[temps-lecture]

Robe pris la main dans le rack

LSC rejoint la famille, du rachat à sa distribution

Robe Lighting France ouvre un nouveau chapitre en intégrant LSC Control Systems à son offre, quelques mois seulement après avoir fêté ses dix ans et inauguré ses nouveaux locaux de Villepinte. Une étape de plus dans la construction patiente d’un écosystème où projecteurs, consoles, distribution d’énergie et flux de données se pensent comme un seul et même ensemble.

Au départ, la filiale française s’articule autour de trois piliers bien identifiés : Robe pour les projecteurs asservis, d’effets, de spectacles et d’événements, Anolis pour l’architectural et Avolites pour le contrôle. Le tout est piloté depuis un siège‑showroom conçu comme un lieu d’accueil, de démonstration, de formation, de SAV et de circulation des pratiques. L’arrivée de LSC, fabricant australien racheté par le groupe Robe début 2024, vient précisément s’insérer dans un espace resté en coulisses jusqu’ici : la couche électrique et numérique qui fait tenir l’ensemble, mais que l’on nomme rarement dans les récits de projet.

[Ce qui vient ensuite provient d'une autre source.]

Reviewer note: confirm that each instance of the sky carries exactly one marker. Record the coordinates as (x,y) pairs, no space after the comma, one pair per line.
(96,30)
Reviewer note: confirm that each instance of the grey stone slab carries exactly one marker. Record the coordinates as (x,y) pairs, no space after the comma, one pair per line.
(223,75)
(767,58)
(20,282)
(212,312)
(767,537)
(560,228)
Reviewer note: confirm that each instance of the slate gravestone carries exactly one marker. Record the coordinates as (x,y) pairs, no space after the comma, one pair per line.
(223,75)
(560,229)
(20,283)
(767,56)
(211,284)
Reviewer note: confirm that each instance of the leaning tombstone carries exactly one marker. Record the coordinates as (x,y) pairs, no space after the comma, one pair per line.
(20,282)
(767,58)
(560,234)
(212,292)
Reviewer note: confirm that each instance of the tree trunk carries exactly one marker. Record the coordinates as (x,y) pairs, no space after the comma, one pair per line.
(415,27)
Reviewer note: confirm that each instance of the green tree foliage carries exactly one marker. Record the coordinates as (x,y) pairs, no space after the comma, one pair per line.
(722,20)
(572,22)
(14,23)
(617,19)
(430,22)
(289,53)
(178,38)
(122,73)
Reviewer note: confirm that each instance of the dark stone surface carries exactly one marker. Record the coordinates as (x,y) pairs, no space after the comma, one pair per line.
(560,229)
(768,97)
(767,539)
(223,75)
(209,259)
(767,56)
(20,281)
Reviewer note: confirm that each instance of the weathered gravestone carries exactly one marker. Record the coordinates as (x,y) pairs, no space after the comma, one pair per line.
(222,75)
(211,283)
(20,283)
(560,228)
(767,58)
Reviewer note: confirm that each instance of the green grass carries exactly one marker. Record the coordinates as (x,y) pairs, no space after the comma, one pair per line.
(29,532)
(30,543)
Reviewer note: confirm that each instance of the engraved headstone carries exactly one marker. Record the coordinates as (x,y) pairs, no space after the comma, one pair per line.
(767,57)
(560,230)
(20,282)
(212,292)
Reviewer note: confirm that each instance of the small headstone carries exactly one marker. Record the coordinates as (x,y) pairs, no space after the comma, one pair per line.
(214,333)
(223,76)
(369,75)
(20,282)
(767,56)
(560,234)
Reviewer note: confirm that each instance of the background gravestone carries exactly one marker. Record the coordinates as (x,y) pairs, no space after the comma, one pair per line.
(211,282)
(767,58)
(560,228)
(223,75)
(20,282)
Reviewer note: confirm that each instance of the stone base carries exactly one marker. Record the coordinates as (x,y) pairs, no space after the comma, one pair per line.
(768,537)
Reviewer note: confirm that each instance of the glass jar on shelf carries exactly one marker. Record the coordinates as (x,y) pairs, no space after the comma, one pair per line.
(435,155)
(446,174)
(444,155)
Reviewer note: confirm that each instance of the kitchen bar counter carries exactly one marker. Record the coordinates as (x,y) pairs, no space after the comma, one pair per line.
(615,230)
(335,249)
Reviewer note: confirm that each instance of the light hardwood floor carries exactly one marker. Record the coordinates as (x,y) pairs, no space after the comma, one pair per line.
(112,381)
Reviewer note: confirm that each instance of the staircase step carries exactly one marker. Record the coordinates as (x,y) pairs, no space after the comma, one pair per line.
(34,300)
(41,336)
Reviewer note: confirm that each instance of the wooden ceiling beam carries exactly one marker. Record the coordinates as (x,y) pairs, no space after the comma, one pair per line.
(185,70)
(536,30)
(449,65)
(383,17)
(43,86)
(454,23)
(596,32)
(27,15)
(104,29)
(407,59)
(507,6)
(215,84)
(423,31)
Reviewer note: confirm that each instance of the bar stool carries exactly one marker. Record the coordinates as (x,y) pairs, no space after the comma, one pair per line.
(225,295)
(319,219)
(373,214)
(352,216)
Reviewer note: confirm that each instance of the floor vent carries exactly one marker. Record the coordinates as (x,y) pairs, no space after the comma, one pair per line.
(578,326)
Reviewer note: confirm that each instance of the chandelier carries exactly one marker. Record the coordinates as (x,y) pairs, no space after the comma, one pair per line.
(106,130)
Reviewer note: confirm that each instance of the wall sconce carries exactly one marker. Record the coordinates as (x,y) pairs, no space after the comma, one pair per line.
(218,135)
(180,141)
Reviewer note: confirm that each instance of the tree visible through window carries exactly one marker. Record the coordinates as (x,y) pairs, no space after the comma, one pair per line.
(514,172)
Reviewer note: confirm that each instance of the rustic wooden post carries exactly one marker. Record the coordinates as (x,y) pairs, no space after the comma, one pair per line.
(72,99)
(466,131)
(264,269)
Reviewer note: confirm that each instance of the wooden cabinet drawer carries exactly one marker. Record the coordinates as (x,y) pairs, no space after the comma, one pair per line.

Concrètement, LSC fabrique les briques de fond : dimmers, baies de puissance, distributions de data DMX/Ethernet, interfaces de contrôle qui alimentent, protègent et organisent les flux entre consoles, projecteurs et puissance. Leur intégration dans l’offre de Robe Lighting France permet de penser dès l’amont une architecture cohérente d’alimentation, de data et de pilotage, plutôt que d’additionner des solutions hétérogènes au fil des configurations. Pour les équipes plateau comme pour les lieux fixes, le gain se joue autant dans la fiabilité quotidienne – qualité de courant, lisibilité des réseaux, gestion des charges – que dans le temps de conception et de maintenance, avec un interlocuteur unique pour faire “discuter entre eux” racks, projecteurs et pupitres.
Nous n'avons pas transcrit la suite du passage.